Zilk hat für Geld dem tschechischen Geheimdienst Geschichten aus dem Innenleben der SPÖ erzählt, und der langjährige Presse-Chefredakteur Schulmeister stand in enger Verbindung mit dem US-Geheimdienst CIA und hat vielleicht sogar gelegentlich seine Leitartikel nach der US-Politik ausgerichtet.
Sieht beides nicht gut aus, wenngleich ein Unterschied ist, ob einer Geld genommen hat oder eben nicht.
Ein weiterer Unterschied ist, dass die Faymann-SPÖ die ziemlich eindeutigen Fakten im Fall Zilk ignoriert und mit wütenden Attacken wegzuwischen versucht; während der jetzige Chefredakteur der Presse, Michael Fleischhacker, eine seriöse, durchdachte Haltung einnimmt und jedenfalls nicht in die üblichen Abwehrreflexe verfällt.
Das Wichtigste in der gegenwärtigen Debatte über die Verstrickung und Nichtverstrickung prominenter Österreicher in die Auseinandersetzung des Kalten Krieges, ist aber, dass Klarheit über ein paar fundamentale Fakten hergestellt wird.
So grotesk es für viele Jüngere heute gelten mag - es gab damals nicht irgendwie zwei gleich skeptisch zu betrachtende Machtblöcke, die eben Machtpolitik betrieben -, sondern es gab, jawohl, die Guten und die Bösen. Es gab die westlichen Demokratien mit der Führungskraft USA, und es gab einen totalitären Ostblock mit der Führungskraft UdSSR. Dazwischen gab es ein Österreich, das tief in die nationalsozialistischen Verbrechen verstrickt gewesen war und sich mühsam auf einen Weg in Richtung Demokratie machte.

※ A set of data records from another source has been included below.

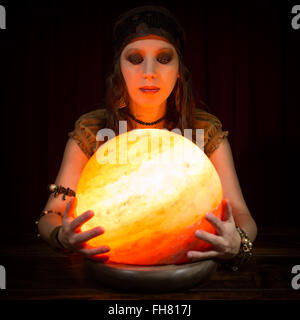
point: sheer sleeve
(86, 128)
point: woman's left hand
(226, 242)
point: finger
(80, 220)
(202, 255)
(227, 210)
(216, 222)
(70, 208)
(87, 235)
(208, 237)
(90, 251)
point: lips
(149, 89)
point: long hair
(180, 104)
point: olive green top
(87, 126)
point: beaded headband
(146, 20)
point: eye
(135, 58)
(164, 58)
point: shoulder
(213, 131)
(204, 119)
(94, 117)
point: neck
(147, 114)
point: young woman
(150, 87)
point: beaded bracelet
(244, 254)
(53, 188)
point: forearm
(247, 224)
(47, 224)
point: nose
(149, 69)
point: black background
(244, 59)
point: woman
(149, 88)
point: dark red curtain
(244, 58)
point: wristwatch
(244, 254)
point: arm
(223, 162)
(69, 234)
(226, 242)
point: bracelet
(44, 212)
(53, 188)
(244, 254)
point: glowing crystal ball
(150, 190)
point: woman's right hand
(72, 238)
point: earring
(122, 103)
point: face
(150, 68)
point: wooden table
(35, 271)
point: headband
(146, 20)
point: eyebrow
(143, 51)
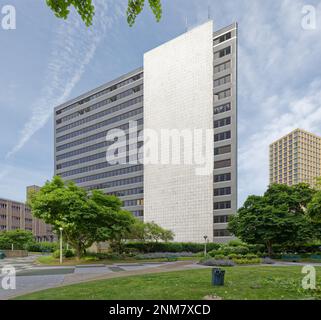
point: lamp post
(60, 244)
(205, 251)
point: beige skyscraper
(295, 158)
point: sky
(46, 61)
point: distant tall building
(16, 215)
(188, 83)
(295, 158)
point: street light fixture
(61, 229)
(205, 251)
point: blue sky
(47, 61)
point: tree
(85, 217)
(278, 217)
(20, 239)
(86, 9)
(149, 231)
(314, 208)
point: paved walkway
(33, 278)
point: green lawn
(241, 283)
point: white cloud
(74, 48)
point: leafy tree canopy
(278, 217)
(85, 217)
(86, 9)
(20, 239)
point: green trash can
(218, 277)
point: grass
(241, 283)
(51, 261)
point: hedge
(147, 247)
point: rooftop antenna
(209, 16)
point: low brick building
(16, 215)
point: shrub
(68, 253)
(56, 254)
(166, 255)
(247, 261)
(147, 247)
(220, 257)
(20, 239)
(43, 247)
(217, 263)
(267, 260)
(234, 256)
(226, 250)
(236, 243)
(251, 256)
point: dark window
(222, 53)
(223, 94)
(222, 177)
(222, 66)
(221, 233)
(100, 93)
(222, 122)
(222, 38)
(222, 150)
(222, 81)
(222, 164)
(222, 136)
(222, 205)
(221, 219)
(222, 191)
(223, 108)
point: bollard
(218, 277)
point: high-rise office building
(187, 84)
(295, 158)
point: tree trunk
(79, 252)
(269, 248)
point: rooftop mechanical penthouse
(189, 83)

Die "West-Alliierten" - USA, Großbritannien, Frankreich - unterstützten diesen Weg zur Demokratie; die Sowjetunion hätte dieses Österreich ganz gern ihrem Reich der brutalen Unterdrückung einverleibt, wenn es leicht gegangen wäre, fand die Mühe dann aber doch zu groß.
Das muss man sich in Erinnerung rufen, wenn man das Verhalten so vieler in der damaligen Zeit beurteilen will.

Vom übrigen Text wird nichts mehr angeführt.